Every company today is in the process of becoming a data company. Data is leveraged by decision-makers not only to examine how their company has done in recent months, but also to gain specific insights into business operations and processes. These analytics influence business decisions and plans, and they play a critical role in increasing efficiencies, enhancing financial performance, and discovering new revenue streams.
Business data used to be processed in batches for analytics a few years ago. Now, real-time analytics is available, wherein, organizational data is analysed and queried as soon as it is created. In some instances, the action is taken a few seconds or minutes following the arrival of new data, rather than immediately.
However, businesses are increasingly using both approaches, particularly in industries where it is necessary to analyse data quickly in order to supply products or services, detect trends, and compete. After all, to provide a positive customer experience and retention, an ecommerce company would want immediate information regarding when and why its payment gateway went down. The diagnosis and resolution of such a problem might easily be delayed if historic data is evaluated in batches.
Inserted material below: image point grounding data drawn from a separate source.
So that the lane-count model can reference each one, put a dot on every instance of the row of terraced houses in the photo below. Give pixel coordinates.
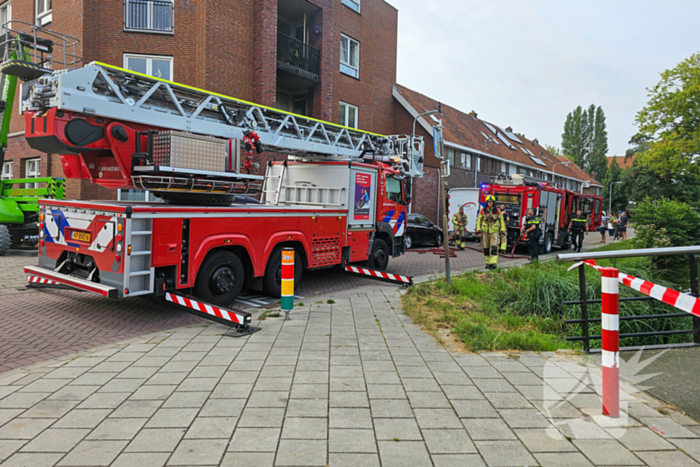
(333, 60)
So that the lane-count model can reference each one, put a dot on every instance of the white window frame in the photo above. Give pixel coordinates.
(345, 121)
(149, 62)
(465, 160)
(7, 170)
(347, 67)
(46, 16)
(354, 5)
(149, 20)
(34, 173)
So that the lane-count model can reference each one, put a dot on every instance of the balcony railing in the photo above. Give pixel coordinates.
(296, 57)
(149, 15)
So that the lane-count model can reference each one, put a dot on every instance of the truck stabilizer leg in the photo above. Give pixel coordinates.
(34, 281)
(403, 281)
(235, 318)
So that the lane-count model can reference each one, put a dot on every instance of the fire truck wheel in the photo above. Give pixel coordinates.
(220, 278)
(5, 240)
(379, 259)
(272, 282)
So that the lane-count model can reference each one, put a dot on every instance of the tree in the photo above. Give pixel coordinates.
(669, 125)
(585, 139)
(574, 140)
(620, 197)
(598, 156)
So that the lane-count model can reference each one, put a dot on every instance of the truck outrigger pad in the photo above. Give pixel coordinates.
(403, 281)
(235, 318)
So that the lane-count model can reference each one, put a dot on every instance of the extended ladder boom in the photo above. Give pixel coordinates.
(115, 93)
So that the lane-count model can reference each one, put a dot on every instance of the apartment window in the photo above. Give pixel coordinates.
(7, 170)
(43, 12)
(348, 115)
(149, 15)
(5, 12)
(153, 65)
(349, 56)
(354, 5)
(32, 169)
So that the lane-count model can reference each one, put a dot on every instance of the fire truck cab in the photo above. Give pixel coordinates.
(554, 206)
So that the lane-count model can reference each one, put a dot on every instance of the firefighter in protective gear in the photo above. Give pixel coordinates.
(490, 226)
(577, 226)
(460, 222)
(533, 229)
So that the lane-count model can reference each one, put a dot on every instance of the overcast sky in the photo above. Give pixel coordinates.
(527, 63)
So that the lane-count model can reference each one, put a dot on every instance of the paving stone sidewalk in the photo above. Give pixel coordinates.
(353, 383)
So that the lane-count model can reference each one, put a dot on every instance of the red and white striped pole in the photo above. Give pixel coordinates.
(611, 341)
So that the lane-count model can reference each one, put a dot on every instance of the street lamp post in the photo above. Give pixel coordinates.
(424, 114)
(610, 195)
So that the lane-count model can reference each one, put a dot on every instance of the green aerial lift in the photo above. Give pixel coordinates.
(19, 198)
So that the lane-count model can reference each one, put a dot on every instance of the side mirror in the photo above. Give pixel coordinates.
(406, 192)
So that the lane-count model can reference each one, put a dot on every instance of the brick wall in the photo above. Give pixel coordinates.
(230, 48)
(376, 31)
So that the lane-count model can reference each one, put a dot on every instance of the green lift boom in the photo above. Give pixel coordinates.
(28, 52)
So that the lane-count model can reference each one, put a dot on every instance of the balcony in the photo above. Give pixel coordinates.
(154, 16)
(298, 58)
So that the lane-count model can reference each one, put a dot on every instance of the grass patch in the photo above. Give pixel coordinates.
(522, 308)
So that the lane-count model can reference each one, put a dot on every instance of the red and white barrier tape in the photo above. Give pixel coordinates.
(236, 318)
(676, 299)
(380, 275)
(41, 280)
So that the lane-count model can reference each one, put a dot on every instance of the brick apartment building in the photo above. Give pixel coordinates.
(478, 150)
(333, 60)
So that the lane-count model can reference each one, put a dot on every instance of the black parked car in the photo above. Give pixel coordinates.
(420, 230)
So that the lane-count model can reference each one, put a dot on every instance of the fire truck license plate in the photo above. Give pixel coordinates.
(80, 236)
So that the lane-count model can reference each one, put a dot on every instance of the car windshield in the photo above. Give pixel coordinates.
(393, 189)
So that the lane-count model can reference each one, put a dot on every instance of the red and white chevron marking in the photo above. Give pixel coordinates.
(676, 299)
(380, 274)
(237, 318)
(41, 280)
(611, 341)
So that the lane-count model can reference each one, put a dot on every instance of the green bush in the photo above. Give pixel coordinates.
(665, 223)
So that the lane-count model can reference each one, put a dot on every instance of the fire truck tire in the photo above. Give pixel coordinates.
(220, 278)
(5, 240)
(379, 258)
(272, 281)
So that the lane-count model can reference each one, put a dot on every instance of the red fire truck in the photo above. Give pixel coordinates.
(339, 198)
(554, 206)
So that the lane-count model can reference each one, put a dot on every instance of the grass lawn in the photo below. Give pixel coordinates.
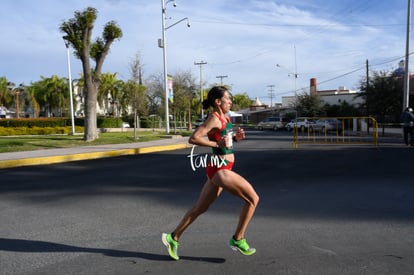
(28, 143)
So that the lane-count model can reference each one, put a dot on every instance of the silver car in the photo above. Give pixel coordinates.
(325, 125)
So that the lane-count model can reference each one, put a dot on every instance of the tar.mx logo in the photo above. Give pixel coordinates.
(201, 161)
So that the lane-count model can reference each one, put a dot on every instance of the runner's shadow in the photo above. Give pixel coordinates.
(30, 246)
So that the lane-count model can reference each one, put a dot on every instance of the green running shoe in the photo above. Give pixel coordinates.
(242, 246)
(171, 244)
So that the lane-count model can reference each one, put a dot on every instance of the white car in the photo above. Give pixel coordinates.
(272, 123)
(302, 123)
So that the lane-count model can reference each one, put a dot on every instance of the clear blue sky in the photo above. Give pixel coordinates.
(245, 40)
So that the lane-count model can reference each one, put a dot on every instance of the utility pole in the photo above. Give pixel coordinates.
(221, 78)
(201, 63)
(406, 99)
(271, 94)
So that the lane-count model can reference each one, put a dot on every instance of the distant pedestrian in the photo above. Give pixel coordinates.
(220, 176)
(407, 119)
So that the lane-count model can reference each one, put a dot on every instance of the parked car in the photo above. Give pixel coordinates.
(273, 123)
(301, 123)
(325, 125)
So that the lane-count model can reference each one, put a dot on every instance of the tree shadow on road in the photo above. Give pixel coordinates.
(33, 246)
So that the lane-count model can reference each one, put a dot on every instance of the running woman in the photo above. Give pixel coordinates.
(218, 129)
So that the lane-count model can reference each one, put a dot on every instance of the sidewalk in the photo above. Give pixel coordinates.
(51, 156)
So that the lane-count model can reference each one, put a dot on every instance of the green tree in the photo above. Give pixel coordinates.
(135, 92)
(110, 92)
(78, 32)
(383, 96)
(51, 93)
(241, 101)
(183, 87)
(6, 97)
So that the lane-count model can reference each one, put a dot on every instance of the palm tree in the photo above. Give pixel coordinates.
(78, 33)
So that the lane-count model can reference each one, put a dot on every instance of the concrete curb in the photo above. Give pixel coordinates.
(87, 156)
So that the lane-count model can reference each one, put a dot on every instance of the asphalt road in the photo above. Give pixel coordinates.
(323, 210)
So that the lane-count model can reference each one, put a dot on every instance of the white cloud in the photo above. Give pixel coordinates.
(242, 39)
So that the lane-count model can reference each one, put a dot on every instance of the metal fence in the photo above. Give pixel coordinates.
(337, 130)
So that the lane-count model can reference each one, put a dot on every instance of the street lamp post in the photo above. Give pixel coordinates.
(16, 91)
(72, 118)
(201, 63)
(162, 43)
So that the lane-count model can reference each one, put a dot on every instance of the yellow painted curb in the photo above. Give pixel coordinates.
(85, 156)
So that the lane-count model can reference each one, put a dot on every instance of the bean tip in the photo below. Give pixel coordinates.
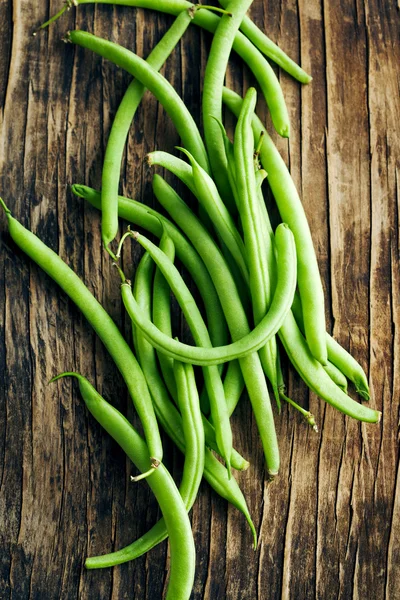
(5, 207)
(143, 475)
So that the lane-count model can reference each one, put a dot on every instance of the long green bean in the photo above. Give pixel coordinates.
(101, 322)
(292, 213)
(176, 520)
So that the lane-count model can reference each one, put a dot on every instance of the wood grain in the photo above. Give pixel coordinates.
(329, 526)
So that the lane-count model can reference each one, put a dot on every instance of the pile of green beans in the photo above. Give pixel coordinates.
(254, 284)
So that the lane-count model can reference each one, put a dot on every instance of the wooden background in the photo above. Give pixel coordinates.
(329, 526)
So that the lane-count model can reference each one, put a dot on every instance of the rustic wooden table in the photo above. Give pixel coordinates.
(329, 526)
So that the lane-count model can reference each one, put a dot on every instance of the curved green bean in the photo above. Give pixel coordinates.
(270, 49)
(255, 237)
(152, 80)
(235, 315)
(101, 322)
(122, 122)
(213, 87)
(313, 373)
(292, 213)
(207, 194)
(212, 379)
(161, 313)
(177, 524)
(146, 352)
(191, 424)
(337, 355)
(250, 342)
(209, 22)
(151, 220)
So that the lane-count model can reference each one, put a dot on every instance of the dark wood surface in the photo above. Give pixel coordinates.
(329, 526)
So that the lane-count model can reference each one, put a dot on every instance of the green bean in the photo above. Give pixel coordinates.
(207, 194)
(152, 221)
(176, 520)
(212, 379)
(212, 93)
(146, 353)
(162, 314)
(214, 472)
(336, 376)
(191, 424)
(292, 212)
(122, 122)
(253, 229)
(337, 355)
(152, 80)
(308, 416)
(209, 21)
(267, 47)
(233, 309)
(313, 373)
(101, 322)
(233, 385)
(250, 342)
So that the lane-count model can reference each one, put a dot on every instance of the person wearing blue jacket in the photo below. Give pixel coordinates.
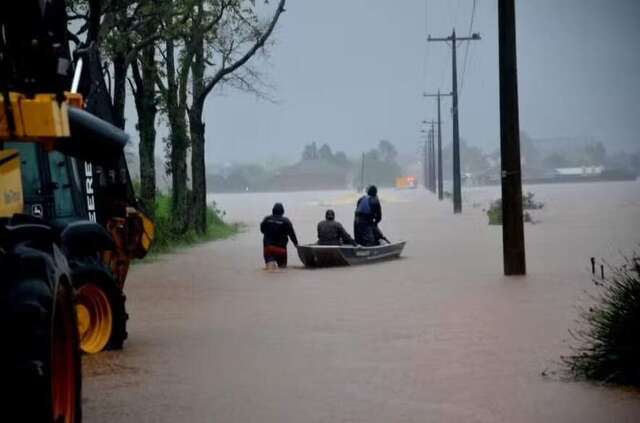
(368, 215)
(277, 231)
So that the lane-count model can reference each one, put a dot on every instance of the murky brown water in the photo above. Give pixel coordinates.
(438, 336)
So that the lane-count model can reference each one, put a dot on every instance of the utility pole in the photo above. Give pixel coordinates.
(429, 146)
(457, 190)
(362, 186)
(512, 219)
(432, 159)
(438, 95)
(425, 158)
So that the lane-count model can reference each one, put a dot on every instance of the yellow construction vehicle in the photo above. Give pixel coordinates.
(69, 221)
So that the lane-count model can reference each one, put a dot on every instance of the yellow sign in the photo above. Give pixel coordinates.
(11, 200)
(406, 182)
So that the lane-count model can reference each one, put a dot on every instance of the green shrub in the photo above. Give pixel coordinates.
(166, 236)
(495, 213)
(608, 339)
(528, 203)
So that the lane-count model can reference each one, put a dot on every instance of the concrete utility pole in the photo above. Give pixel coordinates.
(425, 158)
(432, 159)
(438, 95)
(362, 186)
(457, 190)
(512, 219)
(430, 175)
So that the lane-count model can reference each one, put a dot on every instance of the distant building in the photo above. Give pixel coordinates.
(577, 171)
(309, 175)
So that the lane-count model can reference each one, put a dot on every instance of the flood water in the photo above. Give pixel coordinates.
(437, 336)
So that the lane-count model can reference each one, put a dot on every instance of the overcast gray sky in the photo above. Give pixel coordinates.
(352, 72)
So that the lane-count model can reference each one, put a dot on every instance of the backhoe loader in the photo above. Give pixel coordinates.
(69, 221)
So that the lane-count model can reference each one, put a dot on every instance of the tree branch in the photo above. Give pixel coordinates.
(225, 70)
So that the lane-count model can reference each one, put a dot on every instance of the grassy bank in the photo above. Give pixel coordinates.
(608, 345)
(167, 239)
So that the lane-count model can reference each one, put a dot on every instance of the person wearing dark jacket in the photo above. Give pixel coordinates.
(368, 215)
(331, 232)
(277, 231)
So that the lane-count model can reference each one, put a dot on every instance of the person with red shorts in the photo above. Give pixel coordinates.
(277, 230)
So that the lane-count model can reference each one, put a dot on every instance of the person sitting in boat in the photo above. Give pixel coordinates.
(277, 231)
(368, 215)
(379, 236)
(331, 232)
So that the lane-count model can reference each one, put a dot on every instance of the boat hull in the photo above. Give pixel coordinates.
(314, 255)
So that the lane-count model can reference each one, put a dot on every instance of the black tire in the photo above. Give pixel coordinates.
(42, 378)
(99, 277)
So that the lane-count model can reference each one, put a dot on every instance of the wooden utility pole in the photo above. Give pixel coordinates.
(457, 189)
(438, 95)
(512, 219)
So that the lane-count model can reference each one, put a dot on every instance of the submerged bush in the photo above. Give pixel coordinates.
(528, 203)
(608, 339)
(495, 213)
(166, 236)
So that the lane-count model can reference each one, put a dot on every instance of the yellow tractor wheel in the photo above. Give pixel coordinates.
(65, 360)
(95, 317)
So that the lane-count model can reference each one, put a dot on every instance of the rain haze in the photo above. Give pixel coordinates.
(292, 237)
(350, 73)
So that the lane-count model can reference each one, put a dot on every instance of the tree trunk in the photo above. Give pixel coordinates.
(178, 137)
(119, 89)
(197, 128)
(145, 100)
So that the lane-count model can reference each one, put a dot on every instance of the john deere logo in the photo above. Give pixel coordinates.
(11, 196)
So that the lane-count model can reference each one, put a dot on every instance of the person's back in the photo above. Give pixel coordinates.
(331, 232)
(277, 230)
(368, 214)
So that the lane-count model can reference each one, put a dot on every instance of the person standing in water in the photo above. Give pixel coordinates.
(277, 231)
(368, 215)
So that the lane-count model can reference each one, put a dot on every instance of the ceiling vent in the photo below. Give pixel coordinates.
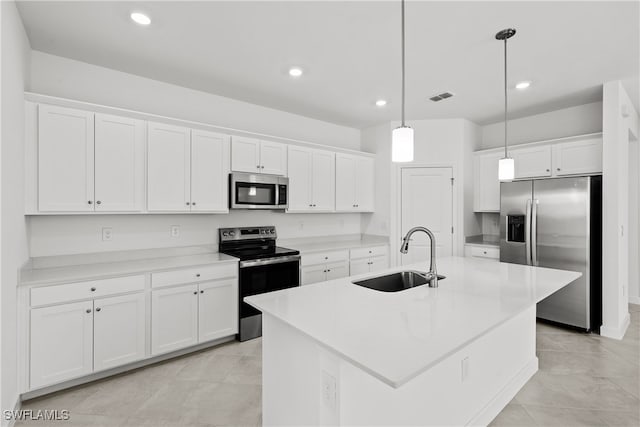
(441, 96)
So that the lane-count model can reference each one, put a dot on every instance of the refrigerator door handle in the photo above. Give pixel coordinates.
(534, 232)
(527, 232)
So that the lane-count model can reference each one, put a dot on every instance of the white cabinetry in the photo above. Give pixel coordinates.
(65, 160)
(486, 196)
(174, 318)
(532, 162)
(187, 170)
(119, 330)
(574, 158)
(311, 180)
(354, 183)
(61, 342)
(254, 156)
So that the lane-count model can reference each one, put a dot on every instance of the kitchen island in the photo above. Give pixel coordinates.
(335, 353)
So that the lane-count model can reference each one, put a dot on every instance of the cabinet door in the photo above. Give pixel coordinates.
(218, 309)
(119, 330)
(174, 318)
(169, 163)
(378, 263)
(209, 172)
(273, 158)
(313, 274)
(364, 184)
(346, 182)
(486, 191)
(61, 343)
(532, 162)
(359, 266)
(65, 160)
(579, 157)
(300, 172)
(323, 178)
(337, 270)
(119, 164)
(245, 155)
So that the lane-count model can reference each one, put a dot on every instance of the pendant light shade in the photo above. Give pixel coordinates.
(402, 136)
(402, 144)
(506, 165)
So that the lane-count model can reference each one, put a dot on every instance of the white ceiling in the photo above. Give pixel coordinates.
(351, 52)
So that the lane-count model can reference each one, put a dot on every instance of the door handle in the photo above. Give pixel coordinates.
(527, 232)
(534, 232)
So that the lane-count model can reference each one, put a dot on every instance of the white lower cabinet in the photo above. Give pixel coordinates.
(174, 318)
(217, 309)
(118, 330)
(61, 342)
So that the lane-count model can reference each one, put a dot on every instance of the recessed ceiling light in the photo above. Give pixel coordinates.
(295, 71)
(140, 18)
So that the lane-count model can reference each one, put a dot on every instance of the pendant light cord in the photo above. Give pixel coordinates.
(505, 98)
(403, 85)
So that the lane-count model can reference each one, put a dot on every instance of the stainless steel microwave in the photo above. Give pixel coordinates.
(257, 191)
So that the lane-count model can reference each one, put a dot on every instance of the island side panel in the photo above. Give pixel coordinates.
(470, 387)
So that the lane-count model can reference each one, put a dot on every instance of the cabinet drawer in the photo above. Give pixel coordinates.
(324, 257)
(91, 289)
(369, 252)
(482, 252)
(196, 274)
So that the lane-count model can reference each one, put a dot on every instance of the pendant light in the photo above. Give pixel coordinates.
(506, 165)
(402, 136)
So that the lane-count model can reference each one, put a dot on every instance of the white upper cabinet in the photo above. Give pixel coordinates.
(119, 164)
(354, 183)
(209, 172)
(532, 162)
(311, 180)
(254, 156)
(273, 158)
(65, 160)
(486, 196)
(169, 168)
(580, 157)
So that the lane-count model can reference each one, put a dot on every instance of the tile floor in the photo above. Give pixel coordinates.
(584, 380)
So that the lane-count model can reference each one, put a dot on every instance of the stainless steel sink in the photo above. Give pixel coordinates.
(395, 282)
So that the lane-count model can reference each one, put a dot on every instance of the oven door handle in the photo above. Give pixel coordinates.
(269, 261)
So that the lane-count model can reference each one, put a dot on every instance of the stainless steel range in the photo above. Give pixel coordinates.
(264, 267)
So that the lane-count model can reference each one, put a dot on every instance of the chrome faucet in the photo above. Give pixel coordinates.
(432, 275)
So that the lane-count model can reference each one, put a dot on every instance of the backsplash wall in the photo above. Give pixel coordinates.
(79, 234)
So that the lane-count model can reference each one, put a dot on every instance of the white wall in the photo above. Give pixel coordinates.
(446, 142)
(620, 126)
(14, 70)
(57, 235)
(578, 120)
(64, 235)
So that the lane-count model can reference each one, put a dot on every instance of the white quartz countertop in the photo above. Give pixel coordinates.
(331, 243)
(396, 336)
(103, 270)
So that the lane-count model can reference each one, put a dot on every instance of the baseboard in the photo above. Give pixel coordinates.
(11, 422)
(508, 392)
(616, 333)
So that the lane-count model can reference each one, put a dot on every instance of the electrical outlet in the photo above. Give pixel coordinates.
(329, 390)
(107, 234)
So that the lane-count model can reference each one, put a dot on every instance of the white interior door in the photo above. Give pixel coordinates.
(427, 195)
(209, 171)
(119, 163)
(169, 164)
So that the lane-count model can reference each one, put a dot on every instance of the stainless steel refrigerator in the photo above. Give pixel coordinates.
(557, 223)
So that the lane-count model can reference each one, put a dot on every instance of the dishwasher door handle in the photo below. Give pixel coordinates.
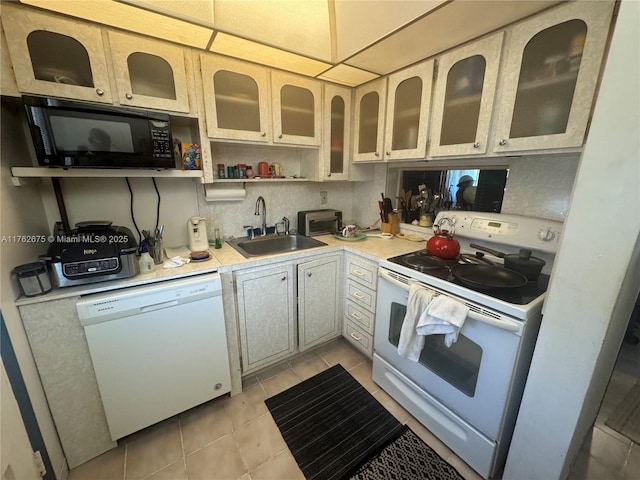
(158, 306)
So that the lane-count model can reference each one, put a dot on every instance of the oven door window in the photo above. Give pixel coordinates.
(458, 365)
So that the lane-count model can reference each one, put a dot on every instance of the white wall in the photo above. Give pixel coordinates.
(596, 276)
(22, 213)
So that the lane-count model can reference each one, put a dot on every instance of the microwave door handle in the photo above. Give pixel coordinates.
(502, 324)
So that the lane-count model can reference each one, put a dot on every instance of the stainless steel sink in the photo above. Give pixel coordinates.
(271, 245)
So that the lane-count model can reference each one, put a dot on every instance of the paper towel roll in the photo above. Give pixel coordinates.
(224, 193)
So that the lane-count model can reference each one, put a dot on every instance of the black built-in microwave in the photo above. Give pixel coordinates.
(75, 134)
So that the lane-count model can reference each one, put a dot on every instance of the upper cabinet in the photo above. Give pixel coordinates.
(297, 114)
(149, 73)
(240, 105)
(463, 98)
(368, 132)
(550, 74)
(336, 143)
(391, 119)
(407, 113)
(56, 56)
(236, 99)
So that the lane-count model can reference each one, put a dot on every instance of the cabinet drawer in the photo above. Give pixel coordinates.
(361, 317)
(362, 272)
(363, 341)
(363, 296)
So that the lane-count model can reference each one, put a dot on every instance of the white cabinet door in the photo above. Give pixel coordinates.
(335, 150)
(297, 109)
(370, 102)
(319, 301)
(549, 77)
(236, 98)
(407, 119)
(149, 73)
(56, 56)
(463, 98)
(266, 314)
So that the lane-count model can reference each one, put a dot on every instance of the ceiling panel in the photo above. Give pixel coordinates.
(300, 26)
(360, 23)
(449, 26)
(347, 75)
(265, 55)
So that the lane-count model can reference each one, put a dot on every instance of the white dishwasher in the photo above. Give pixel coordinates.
(157, 350)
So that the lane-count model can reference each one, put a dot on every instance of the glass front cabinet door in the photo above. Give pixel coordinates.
(463, 98)
(336, 143)
(551, 72)
(297, 114)
(407, 120)
(236, 97)
(369, 121)
(149, 73)
(56, 56)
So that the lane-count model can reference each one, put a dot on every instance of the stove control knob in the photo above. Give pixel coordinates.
(546, 235)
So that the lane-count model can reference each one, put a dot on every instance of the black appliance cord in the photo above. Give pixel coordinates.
(158, 207)
(131, 210)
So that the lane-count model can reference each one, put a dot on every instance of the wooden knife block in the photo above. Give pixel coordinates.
(393, 226)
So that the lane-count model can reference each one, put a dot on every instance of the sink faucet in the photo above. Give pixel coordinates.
(264, 213)
(285, 224)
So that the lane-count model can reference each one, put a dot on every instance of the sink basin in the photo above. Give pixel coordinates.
(273, 244)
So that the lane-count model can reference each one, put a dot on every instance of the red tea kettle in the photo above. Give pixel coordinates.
(442, 244)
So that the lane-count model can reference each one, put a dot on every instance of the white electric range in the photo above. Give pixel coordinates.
(468, 394)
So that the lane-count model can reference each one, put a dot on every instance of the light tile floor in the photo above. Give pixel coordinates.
(606, 454)
(235, 437)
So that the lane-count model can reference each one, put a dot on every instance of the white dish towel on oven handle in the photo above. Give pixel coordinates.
(444, 315)
(411, 343)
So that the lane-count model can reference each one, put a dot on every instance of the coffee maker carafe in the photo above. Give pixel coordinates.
(197, 228)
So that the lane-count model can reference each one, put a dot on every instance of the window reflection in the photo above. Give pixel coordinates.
(429, 191)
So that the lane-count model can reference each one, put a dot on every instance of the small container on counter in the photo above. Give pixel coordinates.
(33, 278)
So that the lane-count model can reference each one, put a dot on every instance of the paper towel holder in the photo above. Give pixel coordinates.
(227, 192)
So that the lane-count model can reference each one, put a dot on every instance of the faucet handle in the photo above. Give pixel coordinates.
(251, 227)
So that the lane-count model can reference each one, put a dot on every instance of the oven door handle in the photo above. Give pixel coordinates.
(503, 324)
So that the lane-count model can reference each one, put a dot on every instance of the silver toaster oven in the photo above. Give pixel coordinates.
(319, 222)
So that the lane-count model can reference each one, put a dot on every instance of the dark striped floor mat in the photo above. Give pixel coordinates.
(332, 424)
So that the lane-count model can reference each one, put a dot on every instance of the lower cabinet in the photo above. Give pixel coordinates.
(360, 307)
(287, 308)
(61, 353)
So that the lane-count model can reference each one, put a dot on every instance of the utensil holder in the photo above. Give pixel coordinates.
(392, 226)
(157, 253)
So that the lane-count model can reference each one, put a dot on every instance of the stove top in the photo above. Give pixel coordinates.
(430, 266)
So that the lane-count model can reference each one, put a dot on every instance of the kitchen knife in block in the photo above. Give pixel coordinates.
(393, 226)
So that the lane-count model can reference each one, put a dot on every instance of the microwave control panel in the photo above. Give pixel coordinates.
(161, 137)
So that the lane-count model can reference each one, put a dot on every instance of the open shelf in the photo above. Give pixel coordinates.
(49, 172)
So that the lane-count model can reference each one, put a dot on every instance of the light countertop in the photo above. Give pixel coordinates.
(226, 260)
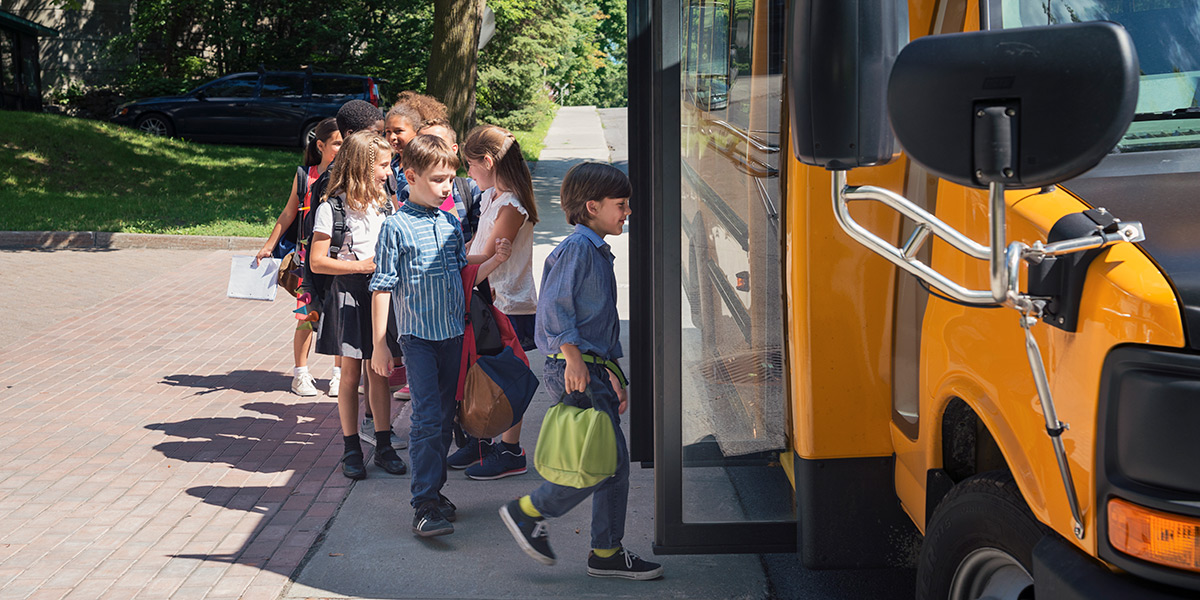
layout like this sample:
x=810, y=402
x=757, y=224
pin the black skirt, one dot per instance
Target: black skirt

Here are some of the trends that will shape and drive real-time analytics adoption in 2022.
Increase in data volumes, velocity
At the organizational level, data quantities and velocity will continue their rising trend from recent years, surging more than ever before. This, paired with the convergence of data lakes and warehouses, as well as the need to make quick judgments, is projected to result in faster real-time analytics response times.
Systems will be able to consume huge amounts of incoming raw data without latency, whether it peaks for a few hours every day or for a few weeks every year, ensuring quick reactions to events and maximum business value. Furthermore, serverless real-time analytics solutions are likely to become more common, allowing businesses to create and run data-centric applications with indefinite on-demand scaling to manage a sudden influx of data from a specific source.
Increase in developer demand
Developers are likely to join analysts and technical decision-makers as the next big adopters of real-time analytics as the distinctions between real-time analytics and real-time analytical applications continue to blur due to the democratization of real-time data.
Every other company is now under pressure to use real-time data to automate operational decision-making, provide rapid, personalized customer service, or feed machine learning models with the most up-to-date data. Organizations that provide unrestricted access to real-time data to their developers in 2022, without needing them to be data engineering superheroes, will reap the benefits.
Business benefits across industries
Business benefits of real-time analytics will continue to drive adoption in 2022, regardless of industry. According to Future Enterprise Resiliency and Spending survey, the capacity to make real-time decisions will enable businesses to be more flexible, increase customer loyalty/outreach, and gain a competitive advantage. Furthermore, continuous data analytics, which notifies users as events occur, would aid in the improvement of supply chains and cost reduction, resulting in a quick return on streaming data pipeline expenditures.